@Dian breathe easy, it's pretty much not too difficult. So let's work from familiar territory to false discovery rate (FDR).
First, I see that you have a bunch of outcomes, with a varying number of predictors. Someone who is more familiar with multivariate regression (i.e. multiple dependent variables, assuming possible correlations between errors of different models) will have to speak to whether your modeling approach is the best one. Let's take it as given.
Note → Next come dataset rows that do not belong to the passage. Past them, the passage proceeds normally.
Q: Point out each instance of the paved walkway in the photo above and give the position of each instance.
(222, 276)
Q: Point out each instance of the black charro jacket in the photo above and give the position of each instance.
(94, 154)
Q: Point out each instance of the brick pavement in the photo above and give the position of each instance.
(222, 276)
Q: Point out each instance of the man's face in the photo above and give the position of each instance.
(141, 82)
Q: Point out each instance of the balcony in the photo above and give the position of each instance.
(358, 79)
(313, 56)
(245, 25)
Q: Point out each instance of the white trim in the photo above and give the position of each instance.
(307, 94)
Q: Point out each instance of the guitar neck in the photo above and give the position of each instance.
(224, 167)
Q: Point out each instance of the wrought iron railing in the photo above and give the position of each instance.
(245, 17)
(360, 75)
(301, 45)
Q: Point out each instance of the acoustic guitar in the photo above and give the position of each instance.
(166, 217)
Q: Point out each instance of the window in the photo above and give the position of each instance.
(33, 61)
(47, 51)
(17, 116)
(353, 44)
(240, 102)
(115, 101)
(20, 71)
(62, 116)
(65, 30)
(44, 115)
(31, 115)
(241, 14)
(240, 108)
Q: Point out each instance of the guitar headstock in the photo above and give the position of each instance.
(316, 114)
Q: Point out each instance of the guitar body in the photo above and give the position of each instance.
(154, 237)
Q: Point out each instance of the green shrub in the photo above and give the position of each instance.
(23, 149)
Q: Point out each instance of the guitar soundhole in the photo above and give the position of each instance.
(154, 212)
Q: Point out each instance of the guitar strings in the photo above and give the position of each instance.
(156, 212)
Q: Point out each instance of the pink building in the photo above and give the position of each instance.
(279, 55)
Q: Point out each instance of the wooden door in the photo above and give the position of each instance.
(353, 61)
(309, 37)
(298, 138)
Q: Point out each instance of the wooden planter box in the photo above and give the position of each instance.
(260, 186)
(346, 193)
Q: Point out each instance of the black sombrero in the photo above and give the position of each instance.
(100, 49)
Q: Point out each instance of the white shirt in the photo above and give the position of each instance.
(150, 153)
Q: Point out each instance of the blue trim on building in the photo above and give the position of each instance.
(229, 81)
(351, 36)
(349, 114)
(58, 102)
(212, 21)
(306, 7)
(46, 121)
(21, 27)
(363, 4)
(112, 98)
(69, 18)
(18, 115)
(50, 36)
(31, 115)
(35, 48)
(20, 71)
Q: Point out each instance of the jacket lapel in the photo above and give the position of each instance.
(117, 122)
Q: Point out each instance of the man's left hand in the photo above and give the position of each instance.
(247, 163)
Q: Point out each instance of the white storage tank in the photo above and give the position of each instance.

Each of your models will produce some number of $p$-values (incidentally I am an epidemiologist, and have absolutely no idea what you mean about "only one $p$-value." If that were true, it would change the nature of my work and that of my colleagues considerably. :). You could go ahead and test your hypotheses about individual effects separately using these $p$-values.
Unfortunately, hypothesis testing is like the lottery (the more you play, the more your chance to "win"), so if you want to go into each hypothesis test assuming that the null hypothesis is true, then you are in trouble, because $\alpha$ (your willingness to make/probability of making a false rejection of a true null hypothesis) only applies to a single test.
You may have heard of "the Bonferroni correction/adjustment", where you try to solve this conundrum by multiplying your $p$-values by the total number of null hypotheses you are testing (let's call that number of tests $m$). You are effectively trying to redefine $\alpha$ as a family-wise error rate (FWER), or the probability of making at least one false rejection out of a family of tests, assuming all null hypotheses are true. Alternatively, and equivalently, you can think about the Bonferroni adjustment as dividing $\alpha$ by $m$ (or $\alpha/2$ by $m$ if you are performing two-tailed tests, which in all likelihood you are in a regression context). We get these two alternatives because basing a rejection decision on $p \le \frac{\alpha/2}{m}$ is equivalent to $mp \le \frac{\alpha}{2}$.
Of course, the Bonferroni technique is a blunt hammer. It positively hemorrhages statistical power. $\overset{_{\vee}}{\mathrm{S}}\mathrm{idák}$ got a smidge more statistical power, by altering the adjustment of the $p$-value to $1-(1-p)^{m}$. Holm improved upon both Bonferroni and $\overset{_{\vee}}{\mathrm{S}}\mathrm{idák}$ adjustments by creating a stepwise adjustment. The step-up procedure for the Bonferroni adjustemnt:
- Compute the exact $p$-value for each test.
- Order the $p$-values from smallest to largest.
For the first test, adjust the $p$-value to be $pm$; and generally:
For the i$^{\text{th}}$ test, adjust the $p$-value to be $p(m–(i–1))$.
- Using Holm’s method, for all tests following the first test for which we fail to reject H$_{0}$ we will also fail to reject the null hypothesis.
The Holm-$\overset{_{\vee}}{\mathrm{S}}\mathrm{idák}$ adjustment is similar, but you would adjust each $p$-value using $1-(1-p)^{m-(i-1)}$.
Some folks, most notably Benjamini and Hochberg (1995), were not comfortable with the world view implied by the assumption that all null hypotheses are true within a stepwise procedure. Surely, they reasoned, if you make an adjustment and reject a single hypothesis, that must imply that a better assumption would be that the remaining $m-1$ hypotheses have a lower probability of all null hypotheses being true? Also, science in general does not assume that there are no relationships in the world: quite the opposite, in fact. Enter the FDR which progressively assumes that rejection probabilities must increase if previous hypotheses were rejected after adjustment. Here's the step-down procedure they proposed:
- Compute the exact $p$-value for each test.
- Order the $p$-values from largest to smallest (step-down!).
- For the first test ($i=1$), adjust the $p$-value to be $\frac{pm}{m-(1-1)} = p$.
- For the i$^{\text{th}}$ test, adjust the $p$-value to be $\frac{pm}{m-(i–1)}$.
- Using Benjamini & Hochberg’s method, we reject all tests including and following the first test for which we reject the null hypothesis.
We often term $p$-values that have been adjusted this way $q$-values.
The advantages of this FDR adjustment include (1) more statistical power, especially for large $m$, and (2) easy integration of additional tests/$p$-values (say, adding $p$-values from an additional regression model) in a manner which leaves the inferences from the first FDR adjustment unchanged.
Update: All these FWER procedures, and the FDR procedure I just described can produce adjusted $p$-values that are greater than one. When reporting adjusted $p$-values, these are typically reported as $p=1$, $p>.999$, $p=$not reject or something along those lines.
References
Benjamini, Y. and Hochberg, Y. (1995). Controlling the False Discovery Rate: A Practical and Powerful Approach to Multiple Testing. Journal of the Royal Statistical Society. Series B (Methodological), 57(1):289–300.